Great way to spend some quality time with your wife.:fishing: Enjoy the day together!


----------



## surfnsam (Apr 28, 2008)

I was heading there tomorrow but weather looks bad. Went today and the creek I went to was lced up


----------



## BAYFISHER (Jul 6, 2001)

For the acorns that are shaking my tree to get a rise, click below to stop armchair fishing. Or if you're savvy, goto dnr website and look for me or my name. been posted there a few times. time to put up.

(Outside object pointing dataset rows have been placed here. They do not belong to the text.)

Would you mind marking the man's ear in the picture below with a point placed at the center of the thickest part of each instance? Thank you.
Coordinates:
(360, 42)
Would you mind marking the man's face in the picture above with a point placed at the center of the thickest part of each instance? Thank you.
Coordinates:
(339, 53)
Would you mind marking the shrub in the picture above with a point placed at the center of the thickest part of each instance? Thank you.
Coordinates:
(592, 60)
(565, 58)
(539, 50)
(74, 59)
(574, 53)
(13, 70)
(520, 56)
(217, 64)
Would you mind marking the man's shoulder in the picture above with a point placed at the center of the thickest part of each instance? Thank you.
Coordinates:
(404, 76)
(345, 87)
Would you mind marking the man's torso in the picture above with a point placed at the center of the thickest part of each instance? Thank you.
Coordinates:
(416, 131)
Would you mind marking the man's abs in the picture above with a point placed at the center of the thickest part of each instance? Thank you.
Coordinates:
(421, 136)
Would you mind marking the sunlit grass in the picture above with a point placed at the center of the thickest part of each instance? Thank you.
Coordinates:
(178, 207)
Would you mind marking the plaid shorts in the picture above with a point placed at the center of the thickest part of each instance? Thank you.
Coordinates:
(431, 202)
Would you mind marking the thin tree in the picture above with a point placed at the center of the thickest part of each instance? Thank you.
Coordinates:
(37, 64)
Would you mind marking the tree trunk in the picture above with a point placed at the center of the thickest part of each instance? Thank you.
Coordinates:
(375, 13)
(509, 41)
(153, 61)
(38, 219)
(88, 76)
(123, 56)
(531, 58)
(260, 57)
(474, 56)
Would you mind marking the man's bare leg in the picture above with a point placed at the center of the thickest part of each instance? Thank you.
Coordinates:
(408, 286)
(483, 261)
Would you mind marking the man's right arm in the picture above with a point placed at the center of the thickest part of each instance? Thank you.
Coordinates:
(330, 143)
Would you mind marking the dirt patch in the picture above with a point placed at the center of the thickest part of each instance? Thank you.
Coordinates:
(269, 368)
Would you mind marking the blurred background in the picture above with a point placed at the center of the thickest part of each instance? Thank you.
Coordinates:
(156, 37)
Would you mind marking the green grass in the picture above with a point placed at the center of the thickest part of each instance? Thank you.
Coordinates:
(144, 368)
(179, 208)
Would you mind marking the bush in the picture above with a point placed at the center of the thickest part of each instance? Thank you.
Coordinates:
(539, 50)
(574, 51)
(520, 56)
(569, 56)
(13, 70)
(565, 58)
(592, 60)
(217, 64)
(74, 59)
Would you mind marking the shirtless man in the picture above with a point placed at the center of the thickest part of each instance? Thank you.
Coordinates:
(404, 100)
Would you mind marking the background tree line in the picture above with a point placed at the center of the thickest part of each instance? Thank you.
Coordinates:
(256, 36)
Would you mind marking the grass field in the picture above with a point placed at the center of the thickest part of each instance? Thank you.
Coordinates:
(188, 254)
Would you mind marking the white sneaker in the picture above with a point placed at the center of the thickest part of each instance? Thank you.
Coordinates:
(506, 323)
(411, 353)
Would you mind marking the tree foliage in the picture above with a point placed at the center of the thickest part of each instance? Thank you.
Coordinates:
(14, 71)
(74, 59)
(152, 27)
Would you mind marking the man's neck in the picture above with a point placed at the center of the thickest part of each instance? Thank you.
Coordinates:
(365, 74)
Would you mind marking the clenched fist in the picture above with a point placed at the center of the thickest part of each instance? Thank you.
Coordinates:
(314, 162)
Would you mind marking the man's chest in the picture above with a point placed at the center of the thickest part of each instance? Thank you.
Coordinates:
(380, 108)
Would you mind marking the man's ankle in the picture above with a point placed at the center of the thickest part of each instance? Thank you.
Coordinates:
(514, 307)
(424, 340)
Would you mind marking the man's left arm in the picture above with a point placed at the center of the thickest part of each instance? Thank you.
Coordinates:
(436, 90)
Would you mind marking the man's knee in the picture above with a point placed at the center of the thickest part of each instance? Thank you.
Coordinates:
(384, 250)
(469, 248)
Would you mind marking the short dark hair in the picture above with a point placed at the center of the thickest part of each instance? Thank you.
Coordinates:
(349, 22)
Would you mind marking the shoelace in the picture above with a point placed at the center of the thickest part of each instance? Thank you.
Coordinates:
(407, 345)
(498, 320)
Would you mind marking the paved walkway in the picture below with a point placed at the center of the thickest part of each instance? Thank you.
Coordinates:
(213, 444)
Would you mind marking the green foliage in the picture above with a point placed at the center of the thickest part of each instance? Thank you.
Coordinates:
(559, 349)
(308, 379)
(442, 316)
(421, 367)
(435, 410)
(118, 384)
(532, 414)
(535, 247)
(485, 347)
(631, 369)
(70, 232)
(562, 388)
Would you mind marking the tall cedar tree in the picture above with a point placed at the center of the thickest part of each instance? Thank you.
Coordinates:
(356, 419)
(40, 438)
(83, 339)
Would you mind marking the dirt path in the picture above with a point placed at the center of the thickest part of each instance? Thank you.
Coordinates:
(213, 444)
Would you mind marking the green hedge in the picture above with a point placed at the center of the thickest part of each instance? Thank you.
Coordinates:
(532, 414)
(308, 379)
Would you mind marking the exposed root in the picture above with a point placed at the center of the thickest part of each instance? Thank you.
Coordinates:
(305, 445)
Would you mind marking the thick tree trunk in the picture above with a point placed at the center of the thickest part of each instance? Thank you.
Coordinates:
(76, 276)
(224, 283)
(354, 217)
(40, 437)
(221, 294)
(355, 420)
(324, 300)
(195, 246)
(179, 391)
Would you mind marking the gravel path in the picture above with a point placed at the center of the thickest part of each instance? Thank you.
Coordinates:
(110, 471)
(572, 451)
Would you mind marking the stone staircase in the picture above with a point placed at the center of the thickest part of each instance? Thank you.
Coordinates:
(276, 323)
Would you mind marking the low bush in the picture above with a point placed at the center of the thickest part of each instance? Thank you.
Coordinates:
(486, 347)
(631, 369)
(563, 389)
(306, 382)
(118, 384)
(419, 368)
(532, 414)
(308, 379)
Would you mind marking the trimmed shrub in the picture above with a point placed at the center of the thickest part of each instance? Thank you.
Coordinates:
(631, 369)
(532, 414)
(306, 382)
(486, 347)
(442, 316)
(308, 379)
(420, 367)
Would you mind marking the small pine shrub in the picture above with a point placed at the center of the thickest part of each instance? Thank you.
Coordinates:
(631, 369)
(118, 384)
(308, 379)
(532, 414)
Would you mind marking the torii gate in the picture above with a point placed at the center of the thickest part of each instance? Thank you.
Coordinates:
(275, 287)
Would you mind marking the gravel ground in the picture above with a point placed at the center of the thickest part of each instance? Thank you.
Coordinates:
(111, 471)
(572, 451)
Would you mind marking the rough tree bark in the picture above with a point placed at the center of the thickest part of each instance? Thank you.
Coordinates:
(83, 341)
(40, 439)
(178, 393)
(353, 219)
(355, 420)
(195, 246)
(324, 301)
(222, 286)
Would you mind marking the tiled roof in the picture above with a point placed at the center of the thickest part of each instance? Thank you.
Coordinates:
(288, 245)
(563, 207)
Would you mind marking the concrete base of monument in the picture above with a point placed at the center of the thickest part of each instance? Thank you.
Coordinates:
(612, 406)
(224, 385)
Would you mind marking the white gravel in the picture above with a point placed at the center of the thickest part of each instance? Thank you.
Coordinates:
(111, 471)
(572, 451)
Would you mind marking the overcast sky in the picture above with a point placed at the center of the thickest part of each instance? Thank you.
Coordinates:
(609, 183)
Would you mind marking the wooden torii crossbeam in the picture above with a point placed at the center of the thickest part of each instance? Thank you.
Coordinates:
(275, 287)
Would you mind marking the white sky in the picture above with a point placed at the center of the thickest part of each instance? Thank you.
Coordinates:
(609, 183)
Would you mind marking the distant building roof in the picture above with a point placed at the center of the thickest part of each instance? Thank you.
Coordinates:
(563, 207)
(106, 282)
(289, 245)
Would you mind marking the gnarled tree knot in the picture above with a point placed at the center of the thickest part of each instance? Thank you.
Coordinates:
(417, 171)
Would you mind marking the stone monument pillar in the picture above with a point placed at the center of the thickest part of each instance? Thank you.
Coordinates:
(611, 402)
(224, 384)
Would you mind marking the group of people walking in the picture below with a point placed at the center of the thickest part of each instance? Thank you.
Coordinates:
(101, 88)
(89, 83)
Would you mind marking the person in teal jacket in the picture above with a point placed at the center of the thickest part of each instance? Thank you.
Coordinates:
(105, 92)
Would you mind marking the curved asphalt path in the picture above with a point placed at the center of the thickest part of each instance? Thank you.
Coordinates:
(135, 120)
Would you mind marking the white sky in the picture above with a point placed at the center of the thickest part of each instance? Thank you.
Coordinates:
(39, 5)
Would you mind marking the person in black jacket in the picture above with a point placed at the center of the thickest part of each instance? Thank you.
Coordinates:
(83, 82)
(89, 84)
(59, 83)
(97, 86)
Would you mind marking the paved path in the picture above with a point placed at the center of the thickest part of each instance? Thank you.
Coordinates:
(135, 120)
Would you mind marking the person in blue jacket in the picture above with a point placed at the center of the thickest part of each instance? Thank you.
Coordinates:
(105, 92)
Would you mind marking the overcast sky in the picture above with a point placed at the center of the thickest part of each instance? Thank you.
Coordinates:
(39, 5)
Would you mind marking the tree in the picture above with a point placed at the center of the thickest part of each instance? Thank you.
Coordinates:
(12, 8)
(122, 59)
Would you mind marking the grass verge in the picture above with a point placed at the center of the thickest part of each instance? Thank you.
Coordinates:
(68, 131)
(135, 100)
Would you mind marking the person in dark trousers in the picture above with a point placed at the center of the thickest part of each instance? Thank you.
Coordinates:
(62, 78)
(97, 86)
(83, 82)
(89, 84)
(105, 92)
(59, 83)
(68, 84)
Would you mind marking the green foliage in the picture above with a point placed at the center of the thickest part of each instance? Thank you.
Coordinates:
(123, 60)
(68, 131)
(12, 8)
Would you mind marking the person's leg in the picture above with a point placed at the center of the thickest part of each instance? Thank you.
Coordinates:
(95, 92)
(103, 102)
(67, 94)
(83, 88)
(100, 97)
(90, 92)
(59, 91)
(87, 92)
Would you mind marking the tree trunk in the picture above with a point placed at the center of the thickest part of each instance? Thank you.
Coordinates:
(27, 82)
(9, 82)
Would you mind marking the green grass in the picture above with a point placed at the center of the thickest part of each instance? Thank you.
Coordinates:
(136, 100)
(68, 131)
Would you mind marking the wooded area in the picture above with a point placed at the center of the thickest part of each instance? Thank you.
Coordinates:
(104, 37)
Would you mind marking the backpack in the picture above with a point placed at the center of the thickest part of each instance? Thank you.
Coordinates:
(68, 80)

http://www.pierandsurf.com/fishing-forum/attachment.php?attachmentid=4073&d=1269407093

http://www.pierandsurf.com/fishing-forum/album.php?albumid=424&attachmentid=4021


----------



## redbucket (Oct 23, 2013)

BAYFISHER said:


> http://www.pierandsurf.com/fishing-forum/album.php?albumid=424&attachmentid=4021


ouch..


----------



## kayak456 (Jun 5, 2012)

Have you caught any this year though?


----------



## BAYFISHER (Jul 6, 2001)

I aint tellin....YET. btdt. lately lmb locally,landlocked. I need to find out if buses goto annapolis near spsp WITH my 18 speed bike. So when I get there, I can ride back to silver spring on it, some two days later or so.


----------



## surfnsam (Apr 28, 2008)

Take it easy Bayfisher. Weather sucks, water cold and its windy. Nothing happening quite yet. When it starts I'll be sure to bring some extra salted bws;-) not giving away the juicy ones!


----------



## AbuMike (Sep 3, 2007)

BAYFISHER said:


> For the acorns that are shaking my tree to get a rise, click below to stop armchair fishing. Or if you're savvy, goto dnr website and look for me or my name. been posted there a few times. time to put up.
> 
> 
> http://www.pierandsurf.com/fishing-forum/attachment.php?attachmentid=4073&d=1269407093
> ...


Did you put up the right pics? Those are from like 2010...


----------



## BAYFISHER (Jul 6, 2001)

too many loaded questions. Its recent enough for me to fend off doubters. I am not an armchair fisherman. If it were my way, I would be at SPSP everyday until my first C&R and then relax all spring. One is all it takes.


----------